Objective: This study aimed to classify adolescents into gamer profiles based on both gaming behaviors and well-being. Once we distinguished the different gamer profiles, we aimed to explore whether membership to a specific profile could be predicted based on a range of personal characteristics and experiences that could then help identify those at risk.
Methods: We explored gaming and well-being in an adolescent school population (aged 12-18 years) in England as part of the 2021 OxWell student survey. Self-report measures of time spent playing games on computers or consoles, time spent playing games on mobile phones, the Game Addiction Scale, and the Warwick-Edinburgh Mental Well-being Scale were used to classify adolescent heavy gamers (playing games for at least 3.5 hours a day) using latent profile analysis. We used multinomial logistic regression analysis to predict the profile membership based on a range of personal characteristics and experiences.

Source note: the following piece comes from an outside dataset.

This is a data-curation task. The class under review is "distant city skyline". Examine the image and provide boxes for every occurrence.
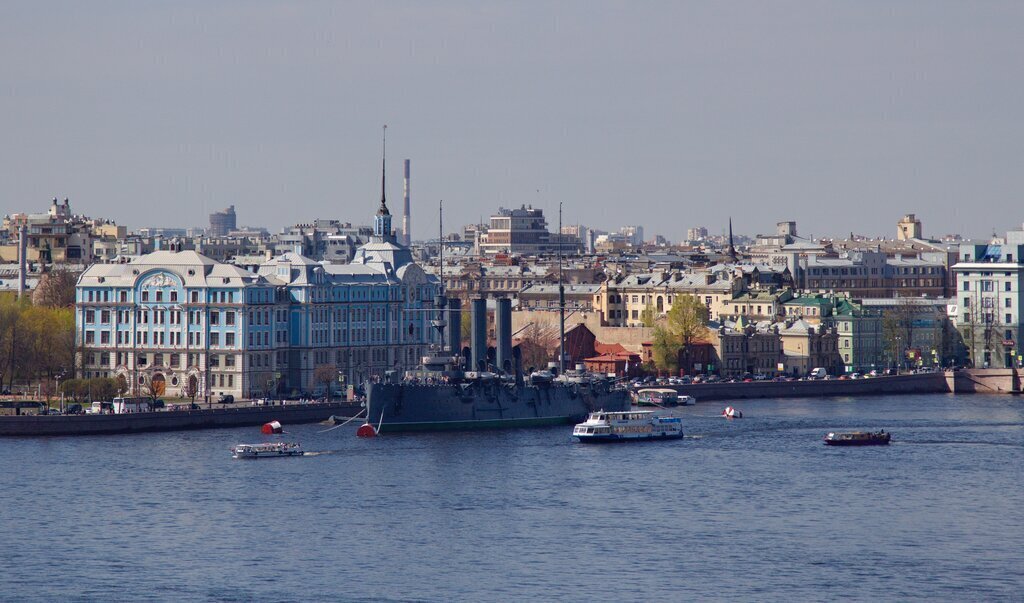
[2,2,1022,241]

Results: In total, 12,725 participants answered the OxWell gaming questions. Almost one-third (3970/12,725, 31.2%) indicated that they play games for at least 3.5 hours a day. The correlation between time spent playing video games overall and well-being was not significant (P=.41). The latent profile analysis distinguished 6 profiles of adolescent heavy gamers: adaptive computer gamers (1747/3970, 44%); casual computer gamers (873/3970, 22%); casual phone gamers (595/3970, 15%); unknown device gamers (476/3970, 12%); maladaptive computer gamers (238/3970, 6%); and maladaptive phone gamers (79/3970, 2%). In comparison with adaptive computer gamers, maladaptive phone gamers were mostly female (odds ratio [OR] 0.08, 95% CI 0.03-0.21) and were more likely to have experienced abuse or neglect (OR 3.18, 95% CI 1.34-7.55). Maladaptive computer gamers, who reported gaming both on their mobile phones and on the computer, were mostly male and more likely to report anxiety (OR 2.25, 95% CI 1.23-4.12), aggressive behavior (OR 2.83, 95% CI 1.65-4.88), and web-based gambling (OR 2.18, 95% CI 1.24-3.81).
Conclusions: A substantial number of adolescents are spending ≥3.5 hours gaming each day, with almost 1 in 10 (317/3970, 8%) reporting co-occurring gaming and well-being issues. Long hours gaming using mobile phones, particularly common in female gamers, may signal poorer functioning and indicate a need for additional support. Although increased time gaming might be changing how adolescents spend their free time and might thus have public health implications, it does not seem to relate to co-occurring well-being issues or mental ill-health for the majority of adolescent gamers.